Finding the world rather bland, Alice whispered to her cat: “If I had a world of my own, everything would be nonsense.”
Turns out you actually don’t need your own alternate universe to inject some weirdness into your life. Having a child is all you need to have you thinking you are in Alice’s wonderland.
All the things you couldn’t have because they were expensive, or because they weren’t vegetables, or because it was a school night, according to your party-pooping-parents, are introduced to your own child by these Very Same People. Apparently the job of grandparents is to make the child’s life grand, by morphing from those who rain on the parade to those who throw the parade.
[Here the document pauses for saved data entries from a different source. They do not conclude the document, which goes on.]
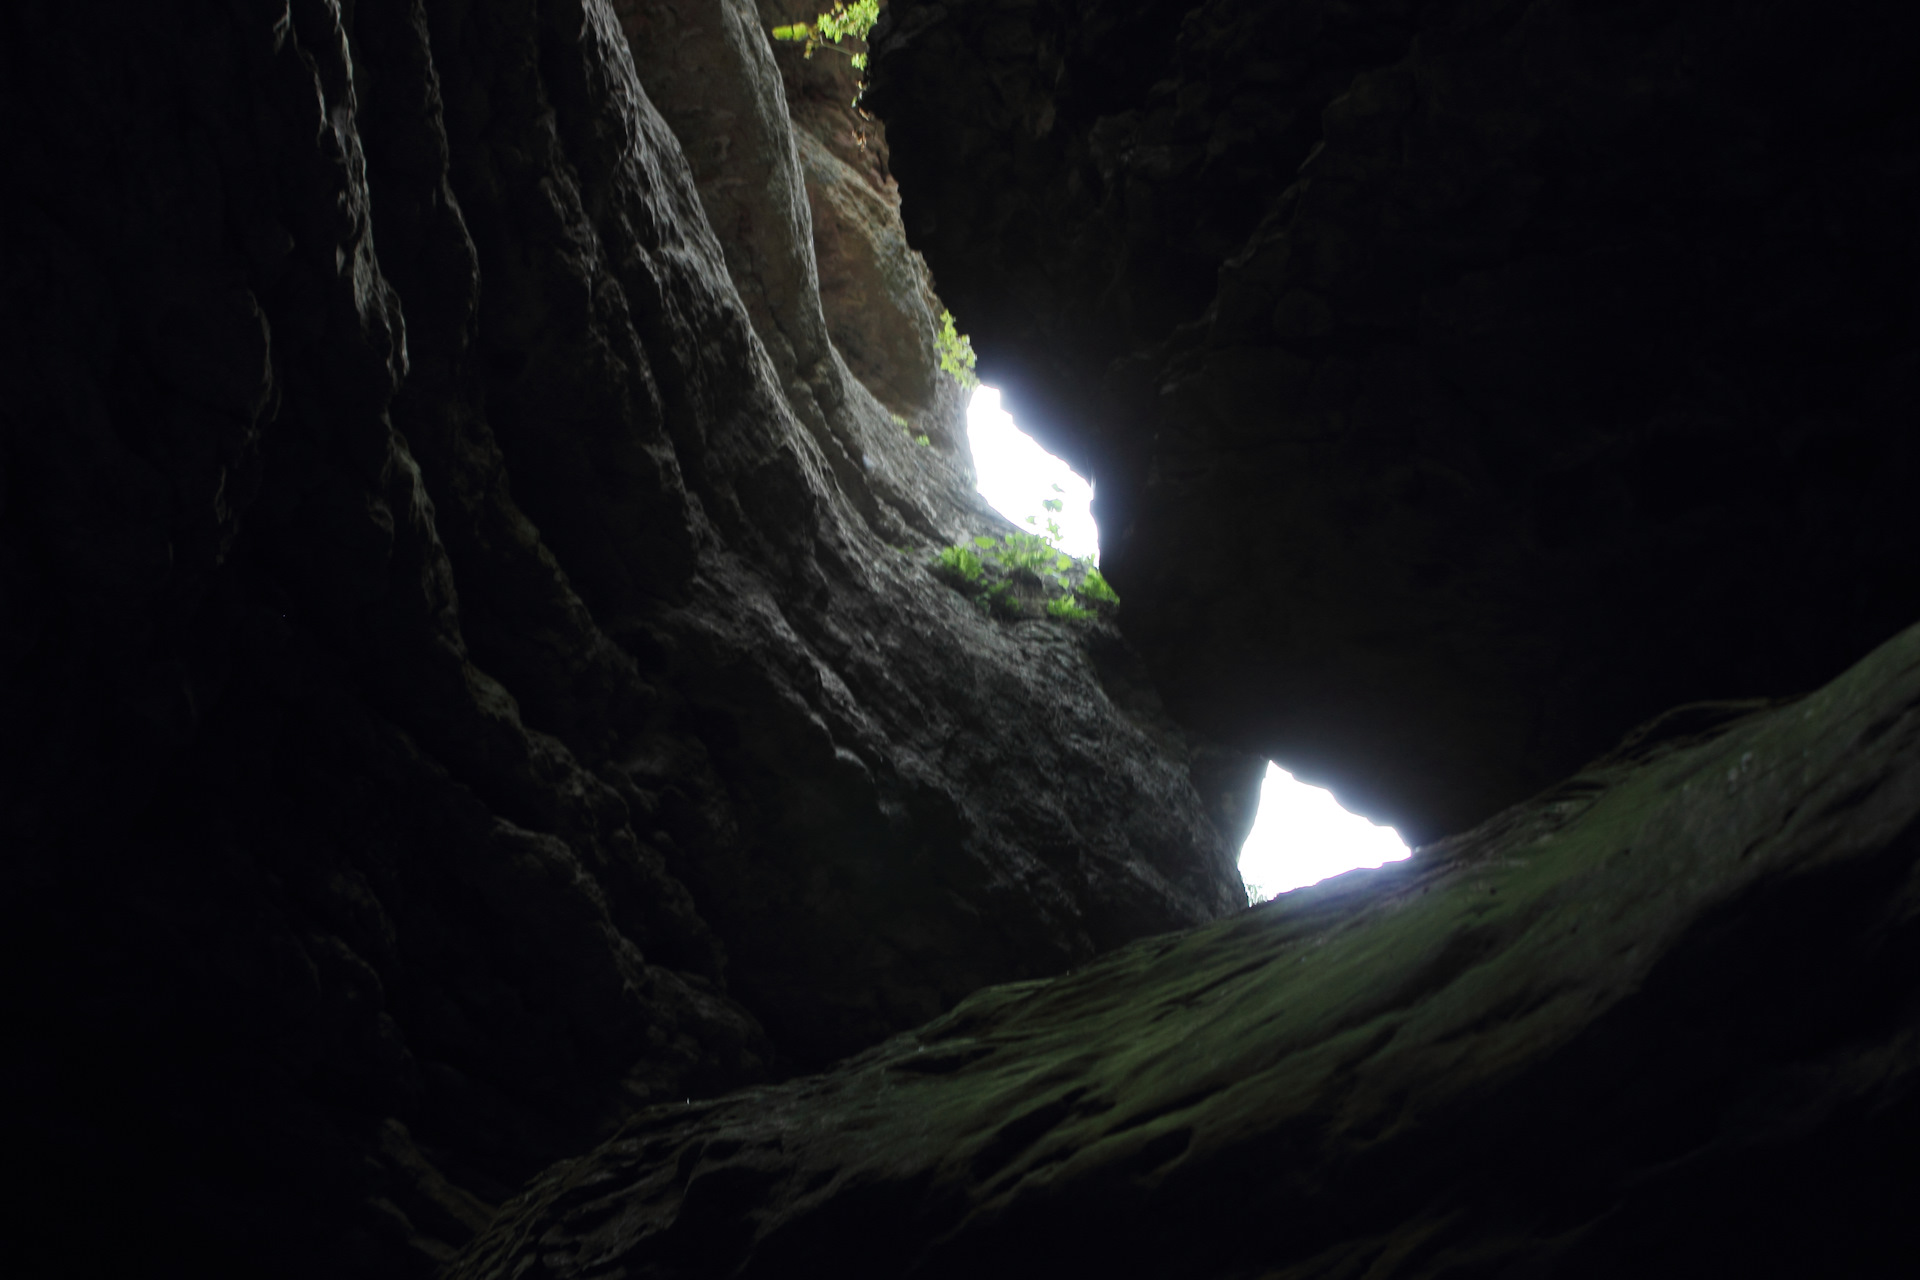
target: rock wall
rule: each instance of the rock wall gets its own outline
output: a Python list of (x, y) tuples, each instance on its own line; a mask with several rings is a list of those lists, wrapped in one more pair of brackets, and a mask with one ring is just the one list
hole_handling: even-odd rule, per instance
[(1427, 839), (1920, 614), (1920, 23), (895, 0), (867, 102), (1183, 721)]
[(1916, 959), (1920, 629), (1409, 861), (656, 1108), (450, 1274), (1907, 1275)]
[(807, 8), (0, 15), (9, 1274), (1911, 1270), (1913, 633), (1231, 853), (1920, 613), (1907, 11)]
[(1239, 906), (1119, 637), (926, 571), (997, 518), (924, 274), (750, 6), (0, 32), (10, 1272), (425, 1274), (638, 1106)]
Another sure sign you have crossed over to a slightly unhinged parallel universe is that poo will become one of your most frequently used words. A typical conversation: “Babe, has the baby pooed today? What colour was it?” This casual approach comes only after you overcome the shock of the quantity and variety of milk by-products your baby produces.
Around the time you start talking to your man about the colour of baby excrement, you may notice that your biggest turn-on is no longer a guy in a well-tailored suit or one with glistening muscles, but he who volunteers to investigate the colour of the poo.
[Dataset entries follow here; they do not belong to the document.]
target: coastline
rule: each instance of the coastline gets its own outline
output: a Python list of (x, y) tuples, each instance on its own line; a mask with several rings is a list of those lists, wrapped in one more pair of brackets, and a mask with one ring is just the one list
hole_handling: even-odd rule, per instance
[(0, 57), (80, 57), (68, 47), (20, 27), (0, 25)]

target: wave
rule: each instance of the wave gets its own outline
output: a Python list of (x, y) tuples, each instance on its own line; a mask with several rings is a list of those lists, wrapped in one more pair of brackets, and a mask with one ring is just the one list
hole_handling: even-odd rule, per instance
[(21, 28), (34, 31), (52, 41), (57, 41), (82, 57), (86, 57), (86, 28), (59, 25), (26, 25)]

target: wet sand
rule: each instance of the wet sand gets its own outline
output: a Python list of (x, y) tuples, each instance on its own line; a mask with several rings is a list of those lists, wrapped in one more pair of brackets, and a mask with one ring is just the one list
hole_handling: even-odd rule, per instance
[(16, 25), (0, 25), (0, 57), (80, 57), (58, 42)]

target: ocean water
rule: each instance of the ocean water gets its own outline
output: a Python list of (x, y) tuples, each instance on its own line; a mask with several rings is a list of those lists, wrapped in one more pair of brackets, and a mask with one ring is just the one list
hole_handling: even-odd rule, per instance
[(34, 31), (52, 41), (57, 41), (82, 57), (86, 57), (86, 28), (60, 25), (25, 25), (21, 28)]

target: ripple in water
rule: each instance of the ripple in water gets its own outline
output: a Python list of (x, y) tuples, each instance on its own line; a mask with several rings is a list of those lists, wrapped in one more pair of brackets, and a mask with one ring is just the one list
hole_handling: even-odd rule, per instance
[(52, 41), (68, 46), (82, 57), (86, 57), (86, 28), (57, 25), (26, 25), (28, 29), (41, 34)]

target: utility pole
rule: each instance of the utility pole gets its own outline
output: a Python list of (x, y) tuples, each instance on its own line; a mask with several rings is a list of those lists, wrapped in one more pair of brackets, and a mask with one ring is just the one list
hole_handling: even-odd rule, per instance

Other things that will get way more attention that you would have thought acceptable are your boobs and bump. If you breastfeed, despite your stance on public breastfeeding, circumstances will conspire to have you whip out your boob in public.
Yes, there are things you can cover your baby with while breastfeeding in public. This may come as a surprise, but like many adults, most babies do not enjoy eating with a large piece of fabric over their heads. So your private boobies become public boobies, and elicit all sorts of responses.
Some people will look and smile. Be wary of the ones whose hands are under the table. Others will be offended and glare at you. People in restaurants dominate the latter group. Yes, strangers eating in public will complain when your child also elects to eat in front of people she doesn’t know.
Breastfeeding in public may be polarising, but one area of unity is that it is okay to walk up to a complete stranger and rub her belly as long as she is pregnant.
This disrespect for your personal space applies to similar customs in this altered universe, like strangers abandoning their shopping trolleys to run their grubby fingers through your baby’s hair. Generally they do this without even glancing at you, the owner of said child.
When they do initiate eye contact it is to give you unsolicited child-rearing advice, which never includes not allowing complete strangers to place their germ-riddled hands on your baby’s head. At this point it is okay to give poo a break and use the other word.